The first King Cakes were baked in France centuries ago as part of the celebration of the three wise men finding the infant Jesus twelve days after Christmas.
At some point, bakers began hiding a bean or pea inside the cake, and the person who got it was declared royalty for the day.
The tradition came to Louisiana with its first French settlers, who also brought the celebration of Mardi Gras.
Nobody knows for sure just when Epiphany and Carnival came together to be manifested in a cake. Most of us are just happy that they did.
Our King Cakes are decorated in the traditional Mardi Gras colors ─ gold (for power), green (for faith) and purple (for justice). Traditionally, a small plastic baby, symbolizing the baby Jesus, is hidden in the cake.

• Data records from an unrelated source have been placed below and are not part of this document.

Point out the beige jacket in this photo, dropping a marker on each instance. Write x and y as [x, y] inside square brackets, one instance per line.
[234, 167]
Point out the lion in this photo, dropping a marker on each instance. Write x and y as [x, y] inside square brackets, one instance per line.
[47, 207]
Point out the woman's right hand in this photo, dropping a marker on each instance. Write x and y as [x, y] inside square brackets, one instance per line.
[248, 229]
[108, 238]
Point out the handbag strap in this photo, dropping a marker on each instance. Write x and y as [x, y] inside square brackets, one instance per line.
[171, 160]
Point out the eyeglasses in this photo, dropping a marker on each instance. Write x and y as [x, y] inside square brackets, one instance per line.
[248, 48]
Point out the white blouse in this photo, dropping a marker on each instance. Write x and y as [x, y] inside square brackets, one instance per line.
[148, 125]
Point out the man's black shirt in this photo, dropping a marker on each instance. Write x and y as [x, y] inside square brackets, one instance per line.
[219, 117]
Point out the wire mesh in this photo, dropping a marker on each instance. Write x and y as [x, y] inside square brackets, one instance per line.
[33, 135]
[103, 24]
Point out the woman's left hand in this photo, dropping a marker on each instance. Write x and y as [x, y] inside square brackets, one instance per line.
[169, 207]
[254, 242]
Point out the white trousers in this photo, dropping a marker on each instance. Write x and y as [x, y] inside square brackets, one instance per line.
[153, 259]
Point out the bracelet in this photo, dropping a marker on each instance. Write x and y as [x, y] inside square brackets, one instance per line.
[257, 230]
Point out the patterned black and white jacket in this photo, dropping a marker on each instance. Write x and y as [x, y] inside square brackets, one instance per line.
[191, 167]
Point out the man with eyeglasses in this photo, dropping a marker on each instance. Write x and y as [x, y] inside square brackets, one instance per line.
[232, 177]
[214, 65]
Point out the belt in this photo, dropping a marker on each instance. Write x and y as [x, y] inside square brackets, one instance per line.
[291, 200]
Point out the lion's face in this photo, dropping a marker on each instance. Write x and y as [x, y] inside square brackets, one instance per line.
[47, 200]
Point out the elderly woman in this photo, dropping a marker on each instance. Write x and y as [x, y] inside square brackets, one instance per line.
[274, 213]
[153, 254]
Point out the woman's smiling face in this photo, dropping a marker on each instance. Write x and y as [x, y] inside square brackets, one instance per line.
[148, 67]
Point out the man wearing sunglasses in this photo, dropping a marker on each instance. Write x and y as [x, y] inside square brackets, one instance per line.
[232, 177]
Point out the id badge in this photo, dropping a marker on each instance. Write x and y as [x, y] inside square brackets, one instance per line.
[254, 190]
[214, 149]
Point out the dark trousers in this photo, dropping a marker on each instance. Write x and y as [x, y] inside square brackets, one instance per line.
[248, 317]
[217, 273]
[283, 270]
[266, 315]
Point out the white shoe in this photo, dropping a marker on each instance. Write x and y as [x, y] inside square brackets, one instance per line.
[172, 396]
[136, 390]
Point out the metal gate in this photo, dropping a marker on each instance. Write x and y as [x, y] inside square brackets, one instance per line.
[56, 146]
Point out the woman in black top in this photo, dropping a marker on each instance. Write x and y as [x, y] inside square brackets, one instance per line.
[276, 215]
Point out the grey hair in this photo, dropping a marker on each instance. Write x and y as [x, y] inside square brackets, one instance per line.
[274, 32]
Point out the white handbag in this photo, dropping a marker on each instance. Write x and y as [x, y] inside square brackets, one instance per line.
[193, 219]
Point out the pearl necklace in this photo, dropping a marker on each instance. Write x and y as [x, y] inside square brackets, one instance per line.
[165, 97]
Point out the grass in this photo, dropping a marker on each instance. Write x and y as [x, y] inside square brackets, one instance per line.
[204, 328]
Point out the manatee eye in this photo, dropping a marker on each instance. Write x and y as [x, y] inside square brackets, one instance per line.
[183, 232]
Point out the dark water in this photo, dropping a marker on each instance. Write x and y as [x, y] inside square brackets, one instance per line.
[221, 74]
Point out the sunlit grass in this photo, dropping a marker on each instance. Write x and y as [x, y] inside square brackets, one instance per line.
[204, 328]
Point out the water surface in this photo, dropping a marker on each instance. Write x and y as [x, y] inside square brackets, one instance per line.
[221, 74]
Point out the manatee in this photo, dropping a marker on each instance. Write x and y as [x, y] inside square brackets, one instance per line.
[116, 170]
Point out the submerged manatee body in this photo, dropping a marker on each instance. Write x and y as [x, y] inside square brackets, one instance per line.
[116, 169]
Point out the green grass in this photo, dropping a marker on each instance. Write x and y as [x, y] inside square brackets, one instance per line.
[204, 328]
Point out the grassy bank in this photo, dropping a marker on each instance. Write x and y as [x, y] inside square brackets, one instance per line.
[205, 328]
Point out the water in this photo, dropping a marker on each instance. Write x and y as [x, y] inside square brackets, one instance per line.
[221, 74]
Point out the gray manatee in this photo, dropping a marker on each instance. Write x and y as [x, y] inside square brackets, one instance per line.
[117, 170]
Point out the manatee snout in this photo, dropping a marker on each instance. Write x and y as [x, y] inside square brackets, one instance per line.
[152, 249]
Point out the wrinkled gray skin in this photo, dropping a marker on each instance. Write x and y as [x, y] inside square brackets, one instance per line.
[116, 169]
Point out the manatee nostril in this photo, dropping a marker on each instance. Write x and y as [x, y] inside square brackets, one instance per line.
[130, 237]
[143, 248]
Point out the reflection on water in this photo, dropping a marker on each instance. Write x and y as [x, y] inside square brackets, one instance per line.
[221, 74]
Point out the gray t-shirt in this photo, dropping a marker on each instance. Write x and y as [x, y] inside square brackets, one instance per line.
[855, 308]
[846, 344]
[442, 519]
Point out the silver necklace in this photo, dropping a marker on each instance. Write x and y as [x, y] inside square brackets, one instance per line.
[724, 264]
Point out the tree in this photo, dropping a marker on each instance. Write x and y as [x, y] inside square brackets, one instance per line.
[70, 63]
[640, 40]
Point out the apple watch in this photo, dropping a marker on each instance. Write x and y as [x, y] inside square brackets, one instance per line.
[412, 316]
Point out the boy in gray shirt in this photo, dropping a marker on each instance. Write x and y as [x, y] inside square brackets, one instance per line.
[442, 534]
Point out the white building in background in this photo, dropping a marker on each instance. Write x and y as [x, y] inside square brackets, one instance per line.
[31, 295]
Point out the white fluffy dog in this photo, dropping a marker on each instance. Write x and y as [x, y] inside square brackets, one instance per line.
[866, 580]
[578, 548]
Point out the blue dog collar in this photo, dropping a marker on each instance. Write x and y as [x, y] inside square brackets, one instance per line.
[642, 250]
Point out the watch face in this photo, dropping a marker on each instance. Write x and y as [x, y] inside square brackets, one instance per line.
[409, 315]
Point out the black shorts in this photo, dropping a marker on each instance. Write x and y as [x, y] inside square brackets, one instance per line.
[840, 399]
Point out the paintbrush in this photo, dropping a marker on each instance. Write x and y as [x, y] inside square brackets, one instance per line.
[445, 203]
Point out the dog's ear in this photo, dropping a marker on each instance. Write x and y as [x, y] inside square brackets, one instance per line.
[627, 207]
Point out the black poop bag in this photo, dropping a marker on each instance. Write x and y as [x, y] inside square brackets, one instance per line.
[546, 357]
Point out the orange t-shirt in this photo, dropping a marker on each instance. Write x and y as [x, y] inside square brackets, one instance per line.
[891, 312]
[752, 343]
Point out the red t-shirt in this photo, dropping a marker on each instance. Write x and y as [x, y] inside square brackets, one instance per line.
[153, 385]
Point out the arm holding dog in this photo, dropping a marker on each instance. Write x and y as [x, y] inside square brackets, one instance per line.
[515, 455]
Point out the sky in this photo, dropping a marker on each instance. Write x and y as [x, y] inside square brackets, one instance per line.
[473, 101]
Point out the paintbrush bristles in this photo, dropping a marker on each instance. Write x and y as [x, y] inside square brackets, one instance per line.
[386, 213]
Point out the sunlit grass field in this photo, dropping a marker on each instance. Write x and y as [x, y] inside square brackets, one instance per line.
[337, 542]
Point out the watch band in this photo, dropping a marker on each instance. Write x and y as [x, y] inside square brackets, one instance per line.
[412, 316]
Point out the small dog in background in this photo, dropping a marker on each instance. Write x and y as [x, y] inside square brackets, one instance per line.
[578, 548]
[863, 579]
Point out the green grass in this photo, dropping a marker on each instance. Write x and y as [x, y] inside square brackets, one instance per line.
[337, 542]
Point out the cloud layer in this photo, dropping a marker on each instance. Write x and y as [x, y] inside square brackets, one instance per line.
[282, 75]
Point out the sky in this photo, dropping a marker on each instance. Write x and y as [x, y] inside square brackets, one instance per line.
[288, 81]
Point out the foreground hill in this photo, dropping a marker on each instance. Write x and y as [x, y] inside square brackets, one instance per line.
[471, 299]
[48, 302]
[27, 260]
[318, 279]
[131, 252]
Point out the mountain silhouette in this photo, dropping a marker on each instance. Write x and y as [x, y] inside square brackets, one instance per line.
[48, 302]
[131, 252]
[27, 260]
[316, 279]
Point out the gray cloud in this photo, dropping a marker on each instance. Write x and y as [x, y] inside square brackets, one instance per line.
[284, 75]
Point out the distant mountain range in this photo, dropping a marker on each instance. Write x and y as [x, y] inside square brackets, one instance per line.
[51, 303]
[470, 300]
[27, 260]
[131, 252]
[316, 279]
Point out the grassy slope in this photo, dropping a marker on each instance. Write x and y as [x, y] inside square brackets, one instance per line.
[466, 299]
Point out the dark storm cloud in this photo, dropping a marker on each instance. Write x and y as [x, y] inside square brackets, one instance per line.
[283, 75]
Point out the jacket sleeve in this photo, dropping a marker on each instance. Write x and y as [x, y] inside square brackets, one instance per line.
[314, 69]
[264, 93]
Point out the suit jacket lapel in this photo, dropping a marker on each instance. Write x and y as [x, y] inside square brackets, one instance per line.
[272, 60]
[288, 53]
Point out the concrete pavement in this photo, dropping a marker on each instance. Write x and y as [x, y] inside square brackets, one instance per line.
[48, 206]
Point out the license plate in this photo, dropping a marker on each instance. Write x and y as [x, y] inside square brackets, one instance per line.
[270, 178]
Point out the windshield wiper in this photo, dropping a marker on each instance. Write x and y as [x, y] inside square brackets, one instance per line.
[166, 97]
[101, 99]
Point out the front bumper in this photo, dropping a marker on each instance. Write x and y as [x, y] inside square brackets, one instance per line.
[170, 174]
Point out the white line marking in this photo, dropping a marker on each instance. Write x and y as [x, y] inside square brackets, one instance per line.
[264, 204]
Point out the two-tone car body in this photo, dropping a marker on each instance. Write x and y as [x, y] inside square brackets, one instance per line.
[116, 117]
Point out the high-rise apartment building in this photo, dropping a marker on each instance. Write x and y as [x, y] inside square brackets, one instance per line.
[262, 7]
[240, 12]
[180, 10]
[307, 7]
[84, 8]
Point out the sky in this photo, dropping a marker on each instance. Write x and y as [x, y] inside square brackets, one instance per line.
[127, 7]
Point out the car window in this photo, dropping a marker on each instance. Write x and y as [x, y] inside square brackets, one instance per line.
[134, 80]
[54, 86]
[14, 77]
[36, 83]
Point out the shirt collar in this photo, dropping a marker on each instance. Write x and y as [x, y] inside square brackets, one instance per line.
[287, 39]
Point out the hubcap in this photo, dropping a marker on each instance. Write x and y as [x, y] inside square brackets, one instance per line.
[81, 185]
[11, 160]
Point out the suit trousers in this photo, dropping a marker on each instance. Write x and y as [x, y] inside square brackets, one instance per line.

It’s supposed to bring luck to the person who finds it, but also the obligation to provide the next cake.
Some sources credit Donald Entringer Sr., a Metairie baker, with substituting the baby for a bean.
In the 1940s. according to those accounts, he was asked by a Carnival krewe to hide prizes in some King Cakes.
He got approval from the health department to add the tiny babies to his batter, and a tradition was born.
Other sources say the tradition began earlier than that, but it couldn’t have been much earlier. When did toymakers start turning out little plastic people?
Another New Orleans baker made history by thinking big, really big.
According to the Guinness Book of World Records, Haydel’s Bakery in New Orleans created the world’s largest King Cake in 2010. It took 28 full-time employees to make two cakes huge enough to go around the Superdome.
Both rings of the cakes were record-breaking: One weighed 4,073 pounds, breaking the old record held by a Houston bakery; the other ring weighed 4,068 pounds.
The bakers used 4,000 pounds of flour, 286 pounds of yeast, 428 dozen eggs, 1,178 pounds of water, 8.925 gallons of flavoring, 2,087 pounds of icing, 331 pounds of sprinkles, 299 pounds of cinnamon sugar, and 70 pounds of vegetable oil.
Guinness didn’t say whether there was baby in the cake, but I know a few folks who might have kept eating until they found out.
There probably wasn’t one. Where are you going to find a 2-ton plastic baby?
Besides, a lot of bakers nowadays just send a baby along with the cake. You can put it in the cake or under a slice if you want to. OSHA or somebody worried that somebody might choke on one that is hidden.
That’s fine with me, for the same reason some people favor martinis without olives
Why would you want to take up room with a plastic bauble when it could be filled with the good stuff?